Die reklamierten Anspruchsvoraussetzungen nach § 2 Abs 1 lit a StEG liegen jedoch nicht vor. Denn bei Prüfung der Frage, ob eine Haft gesetzwidrig angeordnet oder verlängert wurde, ist allein auf den Erhebungstatbestand abzustellen, wie er sich den staatlichen Organen im Zeitpunkt der entsprechenden Beschlussfassung geboten hat. Nachträglich hervorgekommene, gegen einen (hinreichenden bzw dringenden) Tatverdacht oder die Annahme von Haftgründen sprechende Umstände bleiben bei dieser Prüfung außer Betracht (11 Os 114/04, 15 Os 56/04, jeweils mwN).

Soweit der Antragsteller die Tatbestandsmäßigkeit der in Voruntersuchung gezogenen gefährlichen Drohung in Abrede stellt, übersieht er, dass das Vergehen nach § 107 Abs 1 und 2 StGB weder vom Untersuchungsrichter noch vom Gerichtshof zweiter Instanz als haftbegründend herangezogen wurde. Auch die Frage, ob die dem Beschuldigten angelasteten Diebstähle nach § 129 Z 2 StGB qualifiziert waren, kann dahingestellt bleiben, weil die Haftvoraussetzungen ausschließlich in der gewerbsmäßigen Begehung erblickt wurden. Ein entsprechender dringender Tatverdacht wurde aber mit dem Hinweis auf die mehrfache Tatbegehung, die einschlägigen Vorstrafen und die persönliche Situation des zum übermäßigen Alkoholkonsum neigenden Beschuldigten, der nur über geringe finanzielle Mittel verfügte und den nicht einmal eine mehrstündige Verwahrungshaft von der Begehung weiterer Vermögensdelikte abhalten konnte, zutreffend begründet. Der Umstand, dass die Staatsanwaltschaft nach Vorliegen des psychiatrischen Sachverständigengutachtens Gewerbsmäßigkeit nicht mehr annahm, vermag das Zutreffen einer solchen Einschätzung bei Verhängung und Fortsetzung der Untersuchungshaft nicht in Frage zu stellen. Davon ausgehend wurde aber auch der Haftgrund der Tatbegehungsgefahr nach § 180 Abs 2 Z 3 lit b und c StPO zu Recht angenommen, war doch aufgrund der oben angeführten Umstände konkret zu befürchten, dass der Beschuldigte, der bereits vier einschlägige Vorstrafen aufweist (S 27), weitere nach § 130 StGB qualifizierte Diebstähle begehen werde. Im Hinblick auf die aktuelle Strafdrohung des § 130 erster Fall StGB von 6 Monaten bis zu 5 Jahren war die ohnehin nur rund 5 Wochen andauernde Untersuchungshaft auch nicht unverhältnismäßig. Der Vorwurf, die Staatsanwaltschaft hätte die Untersuchungshaft beantragt, ohne die bereits aktuelle Frage der Zurechnungsfähigkeit einer Überprüfung zuzuführen, ist schlicht aktenwidrig, hat doch die Anklagebehörde bereits am 4. Dezember 2003 die Einholung eines psychiatrischen Sachverständigengutachtens begehrt (S 1). Da die strafgerichtliche Anhaltung des Martin I***** weder gesetzwidrig angeordnet noch verlängert wurde, war festzustellen, dass die Voraussetzungen eines Ersatzanspruches gemäß § 2 Abs 1 lit a und Abs 3 StEG nicht vorliegen.

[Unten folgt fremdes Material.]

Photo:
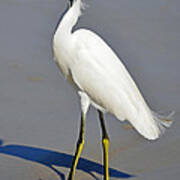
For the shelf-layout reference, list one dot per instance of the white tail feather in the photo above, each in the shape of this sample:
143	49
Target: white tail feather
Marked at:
163	121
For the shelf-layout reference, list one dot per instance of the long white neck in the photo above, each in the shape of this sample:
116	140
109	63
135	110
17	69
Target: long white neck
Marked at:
70	18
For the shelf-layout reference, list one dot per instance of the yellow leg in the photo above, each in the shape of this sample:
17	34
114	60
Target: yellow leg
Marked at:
79	148
105	142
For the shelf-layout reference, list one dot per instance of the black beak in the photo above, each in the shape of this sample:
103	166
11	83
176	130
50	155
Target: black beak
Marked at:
70	3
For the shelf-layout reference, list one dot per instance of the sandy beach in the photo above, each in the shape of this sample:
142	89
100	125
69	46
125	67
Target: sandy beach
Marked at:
40	112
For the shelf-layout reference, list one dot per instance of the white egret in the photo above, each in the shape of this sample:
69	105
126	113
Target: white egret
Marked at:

Soweit der Antragsteller in seiner Äußerung vom 22. Juni 2005 seinen Antrag auf Feststellung der im § 2 Abs 1 lit b oder c StEG bezeichneten Anspruchsvoraussetzungen weiterhin aufrecht hält, war er auf die diesbezügliche, bereits rechtskräftige Entscheidung der Ratskammer des Landesgerichtes für Strafsachen Wien vom 23. März 2005 (ON 44) zu verweisen.